Two Swans: Comparing the Bourne and Traditional Swan Lakes
How Matthew Bourne's all-male reinvention illuminates the original

The Most Performed Ballet in the World
Swan Lake is ballet's Hamlet: the work against which all others are measured, the one every company must perform, the one every audience knows. Tchaikovsky's score, first performed in 1877, is the sonic definition of classical ballet. The Petipa/Ivanov choreography, codified in the 1895 Mariinsky revival, provides the structural template. The white act — Act II, the lakeside — is the art form's supreme achievement in ensemble work.Matthew Bourne's Swan Lake, which premiered in 1995, kept the score and discarded everything else. The swans are male. Odette is not a cursed princess but a wild, dangerous, ambiguously sexual creature. The Prince is not a fairy-tale hero but a lonely, repressed figure trapped in a dysfunctional royal family.

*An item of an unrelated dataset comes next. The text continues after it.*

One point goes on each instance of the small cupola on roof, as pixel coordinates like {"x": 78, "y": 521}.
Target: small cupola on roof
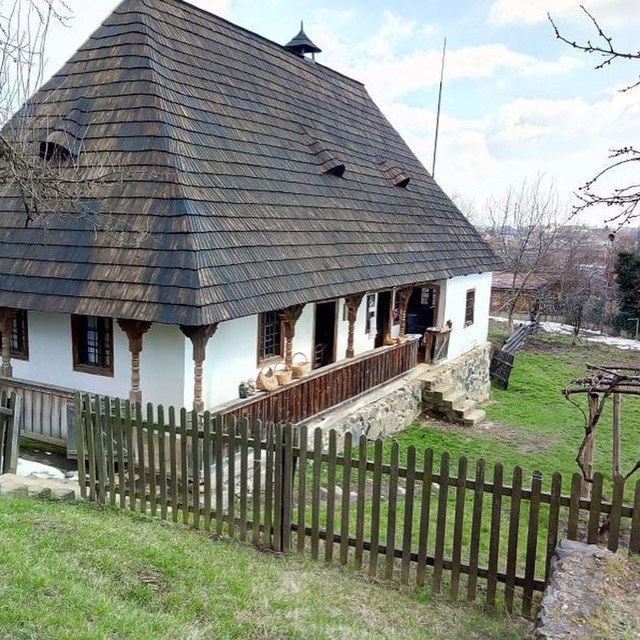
{"x": 301, "y": 44}
{"x": 65, "y": 141}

The ending is not redemptive. It is devastating.
What Changes
The most obvious difference — male swans instead of female — is also the most superficial. What Bourne actually changed was the dramatic argument. In the traditional version, the story is about romantic love threatened by deception. Odette and Siegfried are destined for each other; Rothbart's trick with Odile separates them; their love conquers (or, in darker versions, fails to conquer) death.
In Bourne's version, the story is about identity, desire, and the violence of suppression. The Prince does not fall in love with a swan. He encounters a version of himself — wild, free, dangerous — that his constrained life has made impossible. The swan is liberation. The tragedy is that liberation, in the world Bourne creates, is destroyed by the forces of convention.
What Stays
Both versions are, at heart, about transformation. The classical Swan Lake transforms a princess into a bird; Bourne transforms a man into something beyond social definition. Both use the white act as the emotional center of the work: the moment when the quotidian world falls away and something numinous appears.
And in both, Tchaikovsky's score does the heavy lifting. The music is so emotionally specific, so narratively rich, that it supports radically different dramatic interpretations without breaking. This is not a coincidence. It is evidence of the score's greatness.
The Performance Question
The traditional Swan Lake demands technical mastery. The role of Odette/Odile — usually performed by the same dancer — is among the most demanding in the repertoire. Thirty-two fouettés in the Black Swan pas de deux are a technical requirement and an audience expectation.
Bourne's Swan Lake demands theatrical intensity. The lead swan must combine animal physicality with emotional vulnerability. The Prince must communicate psychological complexity through movement that is deliberately non-balletic. The skills are different but equally demanding.
Which Is Better?
The question is unanswerable — and, more importantly, unnecessary. Bourne's Swan Lake does not replace the traditional version. It exists alongside it, illuminating aspects of the score and the myth that the traditional version suppresses. After seeing Bourne, you hear Tchaikovsky differently. After returning to Petipa/Ivanov, you appreciate what the classical vocabulary can achieve that no other movement language can.
The two versions are in conversation. That conversation — between tradition and reinvention, between beauty and meaning, between the art form's past and its future — is the most productive dialogue in contemporary ballet.